Dan bit his nails pacing back and forth in the airport lobby. Each time he reversed direction he checked the electronic schedule on the opposite wall. Jay’s flight filtered to the top as his arrival time approached.
“How much longer, Dainty?” Faith stretched across four seats, threading herself under three armrests. “Why’d we have to get here so early?”

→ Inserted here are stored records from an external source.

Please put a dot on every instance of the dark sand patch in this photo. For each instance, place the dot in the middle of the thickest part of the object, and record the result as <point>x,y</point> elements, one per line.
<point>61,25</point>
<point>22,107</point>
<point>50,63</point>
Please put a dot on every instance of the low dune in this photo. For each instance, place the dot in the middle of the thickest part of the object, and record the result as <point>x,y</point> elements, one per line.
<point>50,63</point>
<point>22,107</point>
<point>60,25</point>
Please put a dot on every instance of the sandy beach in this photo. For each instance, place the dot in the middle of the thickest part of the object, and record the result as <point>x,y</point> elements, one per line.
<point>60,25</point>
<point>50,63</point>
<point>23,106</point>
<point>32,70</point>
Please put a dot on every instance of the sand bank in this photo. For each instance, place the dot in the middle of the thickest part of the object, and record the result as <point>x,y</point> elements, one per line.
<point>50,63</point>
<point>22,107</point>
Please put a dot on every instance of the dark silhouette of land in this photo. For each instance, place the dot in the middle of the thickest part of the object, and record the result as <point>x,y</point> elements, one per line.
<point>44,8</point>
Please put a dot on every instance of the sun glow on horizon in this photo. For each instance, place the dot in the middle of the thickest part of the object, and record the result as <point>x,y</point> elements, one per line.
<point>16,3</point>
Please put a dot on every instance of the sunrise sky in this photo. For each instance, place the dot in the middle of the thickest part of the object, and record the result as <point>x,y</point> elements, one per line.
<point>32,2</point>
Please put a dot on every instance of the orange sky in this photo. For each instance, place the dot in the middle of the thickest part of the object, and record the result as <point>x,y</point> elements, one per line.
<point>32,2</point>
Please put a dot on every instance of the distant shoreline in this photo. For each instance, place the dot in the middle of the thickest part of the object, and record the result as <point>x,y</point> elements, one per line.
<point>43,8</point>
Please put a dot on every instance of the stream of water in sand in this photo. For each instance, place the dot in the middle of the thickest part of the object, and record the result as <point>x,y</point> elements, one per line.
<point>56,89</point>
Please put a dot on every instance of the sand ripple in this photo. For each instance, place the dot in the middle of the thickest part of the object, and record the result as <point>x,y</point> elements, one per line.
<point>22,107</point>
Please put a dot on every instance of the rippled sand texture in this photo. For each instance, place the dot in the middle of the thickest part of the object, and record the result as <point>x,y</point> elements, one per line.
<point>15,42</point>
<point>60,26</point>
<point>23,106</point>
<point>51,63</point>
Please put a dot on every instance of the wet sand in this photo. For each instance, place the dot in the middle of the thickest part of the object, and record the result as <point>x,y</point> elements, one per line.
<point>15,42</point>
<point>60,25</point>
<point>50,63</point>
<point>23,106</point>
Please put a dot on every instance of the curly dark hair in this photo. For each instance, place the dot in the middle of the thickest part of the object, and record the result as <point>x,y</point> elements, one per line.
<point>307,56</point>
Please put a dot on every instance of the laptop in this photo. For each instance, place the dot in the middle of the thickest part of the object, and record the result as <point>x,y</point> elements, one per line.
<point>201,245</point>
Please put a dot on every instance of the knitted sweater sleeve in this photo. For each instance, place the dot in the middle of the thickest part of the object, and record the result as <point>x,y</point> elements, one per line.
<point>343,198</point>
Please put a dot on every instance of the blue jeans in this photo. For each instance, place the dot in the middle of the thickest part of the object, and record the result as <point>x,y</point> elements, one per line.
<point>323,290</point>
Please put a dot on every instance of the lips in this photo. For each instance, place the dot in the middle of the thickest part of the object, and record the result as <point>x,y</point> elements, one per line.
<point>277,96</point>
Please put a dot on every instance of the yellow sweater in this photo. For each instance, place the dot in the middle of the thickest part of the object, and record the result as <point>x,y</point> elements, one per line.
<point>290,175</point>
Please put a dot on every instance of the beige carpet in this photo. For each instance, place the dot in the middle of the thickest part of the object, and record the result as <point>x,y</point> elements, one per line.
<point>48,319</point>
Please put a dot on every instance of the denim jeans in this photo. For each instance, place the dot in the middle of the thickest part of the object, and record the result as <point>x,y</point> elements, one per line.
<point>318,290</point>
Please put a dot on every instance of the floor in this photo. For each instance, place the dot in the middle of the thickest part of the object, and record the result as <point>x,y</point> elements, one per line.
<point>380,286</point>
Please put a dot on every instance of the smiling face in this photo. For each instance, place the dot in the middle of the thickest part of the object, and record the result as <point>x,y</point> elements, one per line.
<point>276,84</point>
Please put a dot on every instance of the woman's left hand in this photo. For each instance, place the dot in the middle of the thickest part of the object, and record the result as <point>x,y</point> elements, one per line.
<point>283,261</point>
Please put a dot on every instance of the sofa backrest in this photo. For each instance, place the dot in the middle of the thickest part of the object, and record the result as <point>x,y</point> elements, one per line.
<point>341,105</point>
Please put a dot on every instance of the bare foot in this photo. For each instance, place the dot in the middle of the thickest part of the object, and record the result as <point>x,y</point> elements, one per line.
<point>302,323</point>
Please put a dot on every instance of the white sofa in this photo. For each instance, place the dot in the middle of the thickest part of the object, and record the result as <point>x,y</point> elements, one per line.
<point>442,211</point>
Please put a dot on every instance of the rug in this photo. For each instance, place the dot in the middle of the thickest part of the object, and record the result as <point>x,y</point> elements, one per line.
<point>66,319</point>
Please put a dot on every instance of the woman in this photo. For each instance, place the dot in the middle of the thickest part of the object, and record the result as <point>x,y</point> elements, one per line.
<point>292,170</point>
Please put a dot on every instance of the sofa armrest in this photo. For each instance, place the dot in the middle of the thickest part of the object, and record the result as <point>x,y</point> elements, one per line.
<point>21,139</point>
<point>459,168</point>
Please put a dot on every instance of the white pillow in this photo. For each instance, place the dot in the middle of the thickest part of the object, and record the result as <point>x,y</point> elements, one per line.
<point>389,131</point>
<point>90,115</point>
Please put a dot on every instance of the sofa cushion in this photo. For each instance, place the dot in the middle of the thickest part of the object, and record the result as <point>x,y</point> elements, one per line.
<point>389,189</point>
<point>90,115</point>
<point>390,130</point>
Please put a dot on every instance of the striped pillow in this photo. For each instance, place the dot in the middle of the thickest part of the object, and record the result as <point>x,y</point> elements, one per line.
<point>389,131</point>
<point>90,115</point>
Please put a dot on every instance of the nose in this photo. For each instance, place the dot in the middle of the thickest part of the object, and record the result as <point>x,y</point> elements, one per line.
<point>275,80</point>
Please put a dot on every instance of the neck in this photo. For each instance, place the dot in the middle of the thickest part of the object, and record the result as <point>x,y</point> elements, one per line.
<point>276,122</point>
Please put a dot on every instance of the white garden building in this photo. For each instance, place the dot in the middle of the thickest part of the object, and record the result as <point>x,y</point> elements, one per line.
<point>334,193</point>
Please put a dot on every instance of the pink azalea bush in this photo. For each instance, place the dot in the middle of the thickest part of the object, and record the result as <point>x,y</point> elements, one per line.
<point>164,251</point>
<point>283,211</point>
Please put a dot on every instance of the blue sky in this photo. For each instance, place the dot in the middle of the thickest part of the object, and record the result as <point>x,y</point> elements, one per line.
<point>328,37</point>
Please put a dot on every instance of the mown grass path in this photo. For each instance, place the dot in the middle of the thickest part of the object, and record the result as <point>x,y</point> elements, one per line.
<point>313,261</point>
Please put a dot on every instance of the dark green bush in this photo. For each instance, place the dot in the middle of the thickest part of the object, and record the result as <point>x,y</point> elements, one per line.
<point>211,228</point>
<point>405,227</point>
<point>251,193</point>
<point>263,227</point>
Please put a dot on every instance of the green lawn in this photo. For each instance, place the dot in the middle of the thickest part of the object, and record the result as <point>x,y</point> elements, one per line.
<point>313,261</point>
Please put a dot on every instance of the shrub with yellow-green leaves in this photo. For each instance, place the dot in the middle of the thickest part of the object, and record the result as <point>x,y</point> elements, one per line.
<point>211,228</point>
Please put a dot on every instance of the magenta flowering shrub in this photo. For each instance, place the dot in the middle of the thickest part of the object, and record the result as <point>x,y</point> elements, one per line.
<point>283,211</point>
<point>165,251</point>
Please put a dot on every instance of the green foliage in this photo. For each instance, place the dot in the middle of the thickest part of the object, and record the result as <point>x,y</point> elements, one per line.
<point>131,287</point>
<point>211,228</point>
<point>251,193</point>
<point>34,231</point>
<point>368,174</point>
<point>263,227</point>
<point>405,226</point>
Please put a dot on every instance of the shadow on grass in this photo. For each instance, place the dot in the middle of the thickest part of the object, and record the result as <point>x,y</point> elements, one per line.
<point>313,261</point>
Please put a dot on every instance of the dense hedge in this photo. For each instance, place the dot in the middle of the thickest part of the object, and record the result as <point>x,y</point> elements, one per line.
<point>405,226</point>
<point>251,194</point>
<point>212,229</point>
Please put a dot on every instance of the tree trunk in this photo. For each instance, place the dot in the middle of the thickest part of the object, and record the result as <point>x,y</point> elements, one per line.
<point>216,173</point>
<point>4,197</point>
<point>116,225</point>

“His flight should be here in half an hour.” Dan wiped condensation off the window to scan the misty morning skies for the shape of an airplane. The landing-strips were frosted and dewy. “I wanted to beat traffic.”
“There’ll be no beating traffic on the way back,” said Faith. “It’ll be rush-hour. Maybe I should drive us all home, so you don’t have to worry.”
“I can drive us home.”
“Are you sure?” Faith now crawled on top of the armrests. She wore a heavy green sweater, as the clouds were colored an auspicious rainy gray. “You always bite your fingertips when you’re anxious, Dainty. If you have to drive through stop-and-go traffic you’ll bleed on the steering wheel.”
Dan kept pacing. He almost put a finger in his mouth, but refrained. “I’m not anxious about traffic.”
“Oh.” Faith slid into one seat. She crossed her ankles and joined her hands in her sweater’s front pocket. “I miss Beatrice, too, Dan. She was my girlfriend. It’s gonna be okay. We can talk about it.”
“I don’t want to talk about it.” He stopped pacing, but wouldn’t look at her. He walked to the windows opposite the airstrips to survey the streets of Burbank. Before he could stop himself he found his index finger between his lips.
“Well, is there anything I can get you? Maybe breakfast?”
Dan checked up and down the airport corridor. A few restaurants and sports-bars had been open since sunrise. “Nothing here really appeals to me.”
“A bag of chips? Some gum?”
“No, no.” Dan sighed and looked outside. “A cinnamon bun sounds good.”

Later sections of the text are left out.